A killer whale stranded on a rocky beech as seen from above
A live killer whale is stranded on shore rocks in the vicinity of Prince of Wales Island, Alaska in this drone image provided by NOAA Fisheries. (Courtesty Captain Chance Strickland and Crew of M/V Steadfast)

A killer whale that beached itself on Prince of Wales Island on Thursday has freed itself, according to federal biologists.

NOAA Fisheries spokesperson Julie Fair said the killer whale was able to refloat with the incoming tide and left the area around 3 p.m.

“Reports from the scene indicate that the whale was a little bit slow at first and meandered around a little bit, and then swam away,” she said.

Social media videos from earlier in the day showed people standing around the about 20-foot marine mammal as it laid on seaweed-covered rocks with several boats nearby.

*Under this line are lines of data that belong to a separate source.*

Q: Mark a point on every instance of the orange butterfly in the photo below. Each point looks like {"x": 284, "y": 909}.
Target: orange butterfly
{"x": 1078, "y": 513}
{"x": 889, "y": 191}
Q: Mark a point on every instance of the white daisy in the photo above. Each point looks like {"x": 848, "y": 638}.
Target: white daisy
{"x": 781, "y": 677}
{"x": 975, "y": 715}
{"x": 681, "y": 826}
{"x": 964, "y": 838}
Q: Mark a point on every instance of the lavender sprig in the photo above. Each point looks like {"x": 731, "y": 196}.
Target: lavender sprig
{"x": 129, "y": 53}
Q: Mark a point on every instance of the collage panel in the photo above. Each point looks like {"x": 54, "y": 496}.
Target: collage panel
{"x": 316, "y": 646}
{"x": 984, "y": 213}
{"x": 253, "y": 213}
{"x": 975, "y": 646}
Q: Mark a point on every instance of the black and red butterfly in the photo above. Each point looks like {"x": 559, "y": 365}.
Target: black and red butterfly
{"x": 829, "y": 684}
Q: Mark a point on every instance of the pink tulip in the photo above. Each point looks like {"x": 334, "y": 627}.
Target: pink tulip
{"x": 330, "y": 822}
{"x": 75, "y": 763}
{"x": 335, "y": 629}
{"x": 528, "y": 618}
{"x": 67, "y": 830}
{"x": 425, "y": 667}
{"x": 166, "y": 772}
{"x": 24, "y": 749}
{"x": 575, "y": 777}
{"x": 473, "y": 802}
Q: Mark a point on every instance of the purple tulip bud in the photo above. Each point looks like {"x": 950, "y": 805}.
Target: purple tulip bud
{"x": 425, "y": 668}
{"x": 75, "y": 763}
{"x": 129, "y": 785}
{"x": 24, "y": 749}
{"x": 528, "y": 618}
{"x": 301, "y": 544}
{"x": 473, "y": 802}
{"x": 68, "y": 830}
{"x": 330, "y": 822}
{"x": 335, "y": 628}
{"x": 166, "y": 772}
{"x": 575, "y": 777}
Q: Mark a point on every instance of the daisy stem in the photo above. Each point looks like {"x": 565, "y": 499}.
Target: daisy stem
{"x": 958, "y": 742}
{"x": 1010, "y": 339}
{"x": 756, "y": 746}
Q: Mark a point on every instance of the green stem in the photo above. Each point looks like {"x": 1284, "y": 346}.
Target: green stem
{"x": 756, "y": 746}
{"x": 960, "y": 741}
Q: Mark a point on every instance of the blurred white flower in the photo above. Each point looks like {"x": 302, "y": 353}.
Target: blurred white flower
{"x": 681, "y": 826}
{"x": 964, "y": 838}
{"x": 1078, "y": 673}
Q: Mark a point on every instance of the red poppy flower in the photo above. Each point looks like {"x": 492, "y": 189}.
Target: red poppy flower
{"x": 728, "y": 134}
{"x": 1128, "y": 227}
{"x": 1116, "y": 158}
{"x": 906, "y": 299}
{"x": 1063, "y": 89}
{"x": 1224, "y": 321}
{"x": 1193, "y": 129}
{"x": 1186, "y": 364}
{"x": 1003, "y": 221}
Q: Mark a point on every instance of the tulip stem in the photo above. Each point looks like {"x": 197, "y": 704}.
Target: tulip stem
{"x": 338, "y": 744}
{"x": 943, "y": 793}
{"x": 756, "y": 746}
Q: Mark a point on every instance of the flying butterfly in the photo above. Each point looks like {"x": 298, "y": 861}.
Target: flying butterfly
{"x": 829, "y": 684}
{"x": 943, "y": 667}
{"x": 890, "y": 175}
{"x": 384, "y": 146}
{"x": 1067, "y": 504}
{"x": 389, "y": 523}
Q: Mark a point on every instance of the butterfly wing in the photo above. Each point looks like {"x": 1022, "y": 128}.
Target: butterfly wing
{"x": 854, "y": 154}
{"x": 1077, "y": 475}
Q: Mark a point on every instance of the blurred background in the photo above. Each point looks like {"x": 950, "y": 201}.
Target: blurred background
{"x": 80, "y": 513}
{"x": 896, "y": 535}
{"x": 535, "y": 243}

The orca was reported to be calling out as people tried to keep it wet.

Fair said biologists are gathering photos and videos of the whale.

“We’re trying to determine if it was a known killer whale. If so, what pod it was from, and to assess its condition and any injuries that might have. Knowing that will just help us further our scientific understanding of killer whales,” Fair said.

Though other killer whales were initially reported in the area, Fair said they swam away before the whale was able to free itself.

Fair says NOAA has “no evidence” the stranding was related to Wednesday’s magnitude-8.2 earthquake that triggered tsunami warnings and advisories along much of Alaska’s coast.